Aku mengganti perban di tangan kiri Hanbin. Entah kenapa aku merasa cukup lelah. Kecelakaan dari tadi siang, Hanbin membantingku, kemudian aku yang tidak terduga punya sesuatu yang aneh. Kepalaku terasa sakit sekali. Aku bahkan tisak bisa mendengar dengan jelas apa yang diperdebatkan antara Hanbin dan Reverend. Semuanya terdengar berteriak dan sekarang kepalaku berdengung. Kucoba untuk tetap fokus mengganti perban, tapi kelelahanku mengganggu sekali.
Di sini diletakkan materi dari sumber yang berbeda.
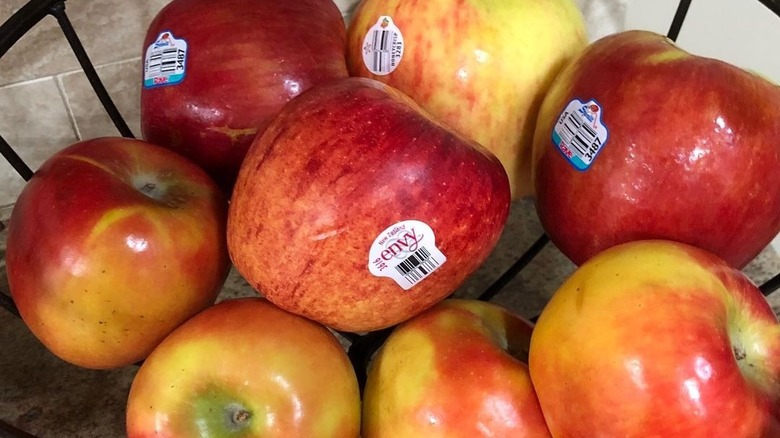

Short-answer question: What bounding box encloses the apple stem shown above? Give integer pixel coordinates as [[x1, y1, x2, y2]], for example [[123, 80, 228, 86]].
[[232, 409, 252, 426], [734, 345, 747, 362]]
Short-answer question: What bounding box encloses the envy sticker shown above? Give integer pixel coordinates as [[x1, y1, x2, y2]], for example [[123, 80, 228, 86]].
[[368, 220, 447, 290], [552, 99, 609, 170], [363, 15, 404, 76], [144, 31, 187, 88]]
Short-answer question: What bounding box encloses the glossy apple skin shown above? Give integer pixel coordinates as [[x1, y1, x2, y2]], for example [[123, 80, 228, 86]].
[[361, 299, 550, 438], [127, 297, 360, 438], [533, 31, 780, 268], [347, 0, 588, 198], [6, 137, 230, 369], [141, 0, 348, 192], [228, 78, 510, 332], [529, 240, 780, 438]]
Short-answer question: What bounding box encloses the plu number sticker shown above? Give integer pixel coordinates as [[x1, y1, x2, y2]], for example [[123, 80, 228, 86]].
[[144, 31, 187, 88], [552, 99, 609, 170], [368, 220, 447, 290], [363, 15, 404, 76]]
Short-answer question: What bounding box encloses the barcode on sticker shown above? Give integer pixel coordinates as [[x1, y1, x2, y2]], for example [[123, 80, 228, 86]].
[[146, 47, 179, 76], [363, 16, 404, 75], [371, 30, 390, 73], [368, 219, 447, 290], [552, 99, 609, 170], [395, 248, 439, 285], [563, 114, 601, 160], [144, 31, 187, 88]]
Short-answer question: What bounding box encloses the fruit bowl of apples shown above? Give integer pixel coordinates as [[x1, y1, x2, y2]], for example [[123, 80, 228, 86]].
[[0, 0, 780, 438]]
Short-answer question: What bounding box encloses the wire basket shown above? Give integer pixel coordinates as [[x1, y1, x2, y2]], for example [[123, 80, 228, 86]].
[[0, 0, 780, 438]]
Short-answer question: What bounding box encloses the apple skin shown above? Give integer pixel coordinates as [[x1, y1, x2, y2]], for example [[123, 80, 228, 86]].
[[126, 297, 360, 438], [529, 240, 780, 438], [347, 0, 588, 199], [533, 31, 780, 268], [227, 78, 510, 332], [361, 299, 551, 438], [6, 137, 230, 369], [141, 0, 348, 192]]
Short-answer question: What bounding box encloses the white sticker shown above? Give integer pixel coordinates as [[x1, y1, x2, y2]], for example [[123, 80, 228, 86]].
[[552, 99, 609, 170], [363, 15, 404, 76], [368, 220, 447, 290], [144, 31, 187, 88]]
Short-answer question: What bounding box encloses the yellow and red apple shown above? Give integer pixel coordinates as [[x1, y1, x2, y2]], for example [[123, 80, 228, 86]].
[[227, 78, 510, 332], [6, 137, 230, 368], [529, 240, 780, 438], [361, 299, 550, 438], [126, 297, 360, 438], [347, 0, 587, 198], [533, 30, 780, 268]]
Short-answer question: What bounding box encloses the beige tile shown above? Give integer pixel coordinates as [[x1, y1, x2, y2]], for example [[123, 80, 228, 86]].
[[0, 78, 76, 205], [0, 0, 168, 85], [334, 0, 360, 16], [59, 58, 141, 139]]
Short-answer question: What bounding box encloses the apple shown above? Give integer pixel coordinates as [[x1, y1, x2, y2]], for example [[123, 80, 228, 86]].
[[361, 298, 551, 438], [533, 30, 780, 268], [347, 0, 588, 199], [141, 0, 348, 192], [126, 297, 360, 438], [227, 78, 510, 332], [6, 137, 230, 369], [529, 240, 780, 438]]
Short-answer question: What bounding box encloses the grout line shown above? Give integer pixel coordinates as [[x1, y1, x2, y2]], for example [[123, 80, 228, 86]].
[[54, 73, 82, 141], [0, 56, 142, 89]]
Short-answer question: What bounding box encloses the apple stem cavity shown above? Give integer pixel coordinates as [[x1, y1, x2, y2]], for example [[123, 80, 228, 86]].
[[132, 175, 185, 208], [225, 403, 252, 432]]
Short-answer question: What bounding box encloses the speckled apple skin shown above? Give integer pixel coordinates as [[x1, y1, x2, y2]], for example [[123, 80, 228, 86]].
[[347, 0, 588, 199], [533, 31, 780, 268], [228, 78, 510, 332]]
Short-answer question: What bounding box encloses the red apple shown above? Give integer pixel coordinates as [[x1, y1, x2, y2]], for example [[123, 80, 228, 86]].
[[529, 240, 780, 438], [361, 299, 551, 438], [126, 297, 360, 438], [141, 0, 347, 191], [533, 31, 780, 268], [228, 78, 510, 332], [6, 137, 230, 368], [347, 0, 587, 198]]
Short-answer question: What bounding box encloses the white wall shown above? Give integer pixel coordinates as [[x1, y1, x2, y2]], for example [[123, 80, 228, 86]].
[[625, 0, 780, 83], [625, 0, 780, 252]]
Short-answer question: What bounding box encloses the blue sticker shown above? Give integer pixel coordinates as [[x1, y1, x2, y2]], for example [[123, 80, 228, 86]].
[[144, 31, 187, 88], [552, 99, 609, 171]]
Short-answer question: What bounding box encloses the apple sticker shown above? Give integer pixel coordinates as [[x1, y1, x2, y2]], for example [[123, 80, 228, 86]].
[[363, 15, 404, 76], [144, 31, 187, 88], [368, 220, 447, 290], [552, 99, 609, 170]]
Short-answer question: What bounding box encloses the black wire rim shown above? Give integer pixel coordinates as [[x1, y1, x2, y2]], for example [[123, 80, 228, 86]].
[[0, 0, 780, 438]]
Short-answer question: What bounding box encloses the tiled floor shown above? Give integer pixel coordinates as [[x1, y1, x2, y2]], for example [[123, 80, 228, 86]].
[[0, 0, 780, 438]]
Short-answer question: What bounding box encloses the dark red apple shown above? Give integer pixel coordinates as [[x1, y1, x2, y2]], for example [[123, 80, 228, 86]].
[[141, 0, 347, 191], [228, 78, 510, 332], [533, 31, 780, 267]]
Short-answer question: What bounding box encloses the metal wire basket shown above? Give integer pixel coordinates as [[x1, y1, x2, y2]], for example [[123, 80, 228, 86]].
[[0, 0, 780, 438]]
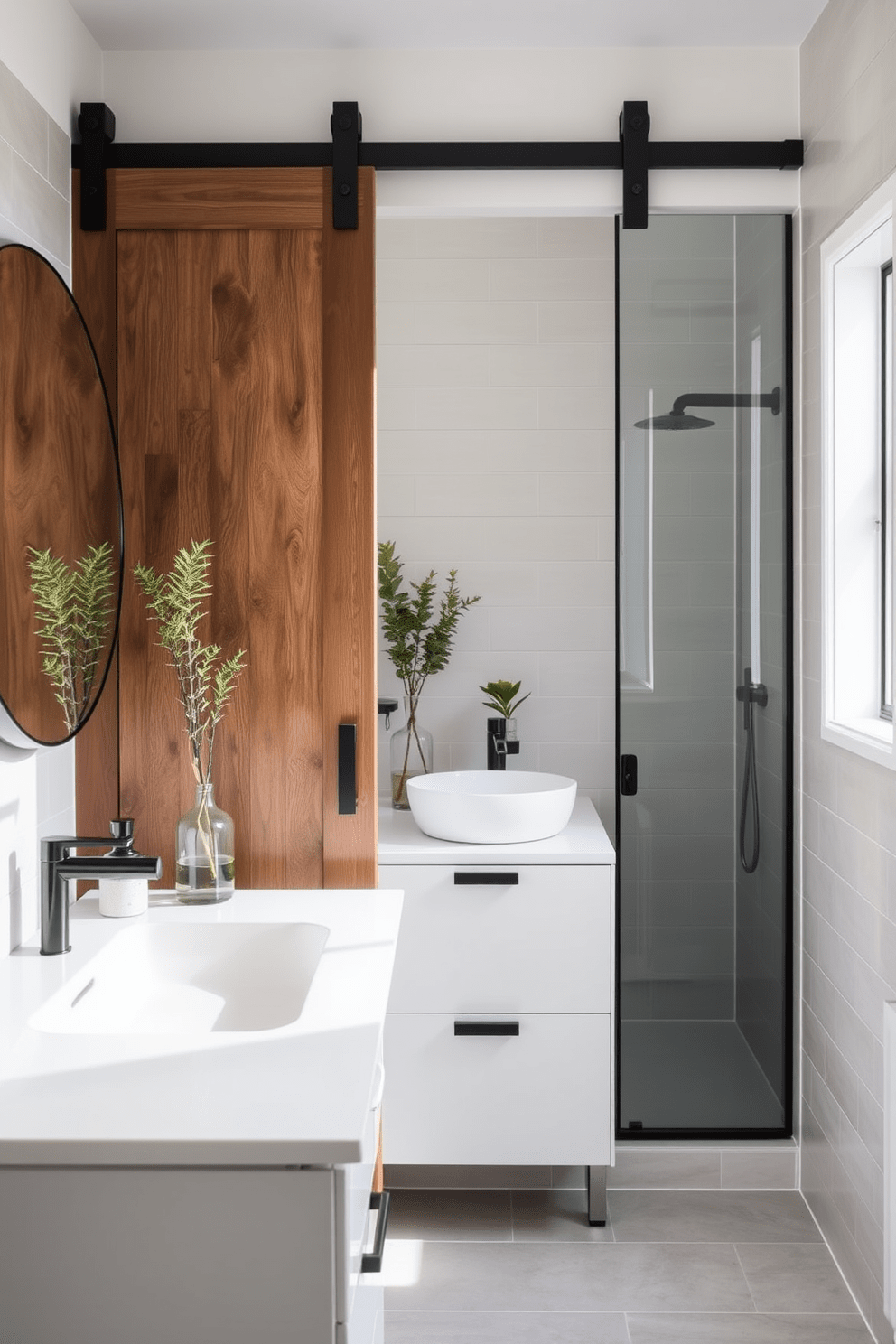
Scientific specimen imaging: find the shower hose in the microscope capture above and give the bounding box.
[738,668,769,873]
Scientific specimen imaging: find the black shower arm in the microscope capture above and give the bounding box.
[672,387,780,415]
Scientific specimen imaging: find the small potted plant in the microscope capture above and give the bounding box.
[480,681,532,721]
[135,540,246,904]
[378,542,480,809]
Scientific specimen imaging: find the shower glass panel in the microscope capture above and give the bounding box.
[618,215,791,1137]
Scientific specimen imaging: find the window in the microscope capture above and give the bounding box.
[822,180,896,768]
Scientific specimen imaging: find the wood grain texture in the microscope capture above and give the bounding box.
[106,168,322,229]
[75,169,376,887]
[118,229,322,887]
[323,168,378,887]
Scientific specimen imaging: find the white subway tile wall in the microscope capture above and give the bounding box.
[376,218,615,834]
[0,55,75,956]
[797,0,896,1341]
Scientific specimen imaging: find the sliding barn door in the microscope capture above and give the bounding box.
[75,169,376,887]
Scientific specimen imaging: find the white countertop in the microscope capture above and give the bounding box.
[378,796,617,865]
[0,891,402,1167]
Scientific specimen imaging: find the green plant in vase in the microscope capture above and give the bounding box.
[480,681,532,719]
[28,542,116,733]
[135,540,246,903]
[378,542,480,807]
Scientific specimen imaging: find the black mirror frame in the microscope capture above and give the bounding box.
[0,243,125,751]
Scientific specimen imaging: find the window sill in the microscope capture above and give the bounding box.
[821,718,896,770]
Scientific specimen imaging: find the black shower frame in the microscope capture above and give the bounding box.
[615,214,794,1143]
"Sudahlah! Aku mau ke kamar mandi dulu! Sazerac membuatku ingin terus ke kamar kecil," ujar Reverend.

Gulungan perban sudah mencapai ujung, tapi baru setengah dari lukanya yang belum tertutup. Beberapa rambut terperangkap ke dalam mataku. Terasa jelas oleh saraf kalau rusukku menyusut dan rasanya seperti remuk. Aku memeluk diriku sendiri.

"Ugh!"

"Jinhwan?" Aku menolak ketika dia berusaha menolongku.
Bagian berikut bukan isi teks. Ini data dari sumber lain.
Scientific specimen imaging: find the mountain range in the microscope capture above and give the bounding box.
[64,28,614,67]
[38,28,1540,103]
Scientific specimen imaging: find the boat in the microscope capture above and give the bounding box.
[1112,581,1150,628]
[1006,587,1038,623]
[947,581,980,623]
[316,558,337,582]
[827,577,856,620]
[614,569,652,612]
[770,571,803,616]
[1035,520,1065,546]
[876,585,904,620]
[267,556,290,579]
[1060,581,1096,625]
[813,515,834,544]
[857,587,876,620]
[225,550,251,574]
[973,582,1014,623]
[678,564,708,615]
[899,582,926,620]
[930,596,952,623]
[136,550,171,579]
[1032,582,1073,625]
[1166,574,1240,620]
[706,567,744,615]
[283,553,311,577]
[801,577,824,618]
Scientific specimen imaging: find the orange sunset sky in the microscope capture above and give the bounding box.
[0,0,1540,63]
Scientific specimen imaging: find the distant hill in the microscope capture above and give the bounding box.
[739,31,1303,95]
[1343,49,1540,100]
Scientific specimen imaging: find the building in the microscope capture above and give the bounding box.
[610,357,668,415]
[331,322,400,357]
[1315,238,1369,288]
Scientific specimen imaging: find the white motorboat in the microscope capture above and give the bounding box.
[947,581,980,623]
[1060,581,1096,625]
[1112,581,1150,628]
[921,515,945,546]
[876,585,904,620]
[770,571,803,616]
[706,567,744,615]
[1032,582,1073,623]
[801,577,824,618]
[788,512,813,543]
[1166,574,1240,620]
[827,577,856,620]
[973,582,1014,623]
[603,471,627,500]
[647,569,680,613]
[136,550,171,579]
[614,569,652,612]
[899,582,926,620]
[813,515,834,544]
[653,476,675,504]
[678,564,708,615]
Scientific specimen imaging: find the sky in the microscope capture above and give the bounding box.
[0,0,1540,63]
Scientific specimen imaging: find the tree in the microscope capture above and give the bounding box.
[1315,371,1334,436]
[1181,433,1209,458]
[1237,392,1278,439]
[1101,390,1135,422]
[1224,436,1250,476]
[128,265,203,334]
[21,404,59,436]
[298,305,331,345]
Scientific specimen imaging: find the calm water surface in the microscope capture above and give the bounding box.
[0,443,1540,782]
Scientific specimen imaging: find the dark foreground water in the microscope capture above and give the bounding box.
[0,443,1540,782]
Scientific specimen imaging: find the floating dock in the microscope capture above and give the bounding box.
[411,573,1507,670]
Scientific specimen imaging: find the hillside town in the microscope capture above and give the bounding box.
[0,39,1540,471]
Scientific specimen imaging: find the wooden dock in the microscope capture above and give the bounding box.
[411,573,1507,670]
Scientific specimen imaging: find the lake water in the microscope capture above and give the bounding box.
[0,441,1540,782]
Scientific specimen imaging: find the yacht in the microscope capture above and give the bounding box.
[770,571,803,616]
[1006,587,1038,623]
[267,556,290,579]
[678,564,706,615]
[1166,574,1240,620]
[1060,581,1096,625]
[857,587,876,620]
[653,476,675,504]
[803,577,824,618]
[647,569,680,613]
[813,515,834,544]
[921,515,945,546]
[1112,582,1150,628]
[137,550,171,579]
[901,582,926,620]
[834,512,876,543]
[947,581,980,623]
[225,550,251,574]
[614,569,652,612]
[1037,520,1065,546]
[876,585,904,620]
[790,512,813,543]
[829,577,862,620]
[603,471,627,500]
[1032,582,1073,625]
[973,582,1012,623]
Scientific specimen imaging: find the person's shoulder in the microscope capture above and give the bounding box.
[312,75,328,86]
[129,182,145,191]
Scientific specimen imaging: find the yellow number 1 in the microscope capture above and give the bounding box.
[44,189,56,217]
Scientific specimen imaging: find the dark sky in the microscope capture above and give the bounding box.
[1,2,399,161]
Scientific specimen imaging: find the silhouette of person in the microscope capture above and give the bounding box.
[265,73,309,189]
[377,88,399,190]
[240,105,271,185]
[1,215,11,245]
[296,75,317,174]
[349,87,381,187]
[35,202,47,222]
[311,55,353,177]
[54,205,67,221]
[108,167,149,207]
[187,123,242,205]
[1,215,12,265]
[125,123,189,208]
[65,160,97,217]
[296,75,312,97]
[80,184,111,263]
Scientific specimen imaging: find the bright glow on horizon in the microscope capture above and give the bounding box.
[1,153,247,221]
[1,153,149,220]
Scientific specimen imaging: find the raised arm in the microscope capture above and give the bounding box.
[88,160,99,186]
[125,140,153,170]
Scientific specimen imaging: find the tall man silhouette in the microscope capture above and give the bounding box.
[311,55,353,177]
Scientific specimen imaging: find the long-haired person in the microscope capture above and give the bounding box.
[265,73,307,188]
Aku berusaha berdiri, mengambil perban lain dari kotak pertolongan pertama. Sakit ini membuatku oleng dan aku terjatuh. Beruntung Hanbin menangkapku, di tangannya yang terluka.

"M.. maafkan aku. Aku- argh!" Aku berteriak ketika sesuatu seperti menujamku keras.

"Tidak apa-apa, tidak apa-apa. Li.. lihat aku. Jangan dipikirkan," Hanbin mengangkat wajahku dengan kedua tangannya yang hangat. Aku tidak pernah merasakan sesuatu sehangat ini. Hangat sekali, aku merasa nyaman.

"Tanganmu...-"

"Akan kulanjutkan nanti, terima kasih- Hwan!"

Kakiku mendadak lemas. Mati rasa. Berat tubuhku langsung saja membawaku jatuh. Pandangan kananku kabur, namun dengan sedikit warna merah. Sesak sekali rasanya, sampai aku menarik nafas kuat-kuat dan mengeluarkan bunyi. Tau-tau saja aku sudah berbaring di atas kasur. Hanbin terlihat khawatir. Ia menyeka sesuatu dari pipiku. Aku menutup kedua mata ketika dadaku kembali terasa remuk. Apakah aku akan mati? Oh, aku takut sekali.

"H.. han-"

Aku merasa lelah, dan rasa sakit ini menguras habis tenagaku untuk menahannya.

"Jangan dipikirkan, Hwan. DONGHYUK!" Ia hendak berlari mencari Reverend yang sedang ke kamar kecil.

Pandanganku kembali kabur dan menghitam, juga redup. Untuk yang kesekian kalinya, aku lari dari dunia untuk beberapa saat.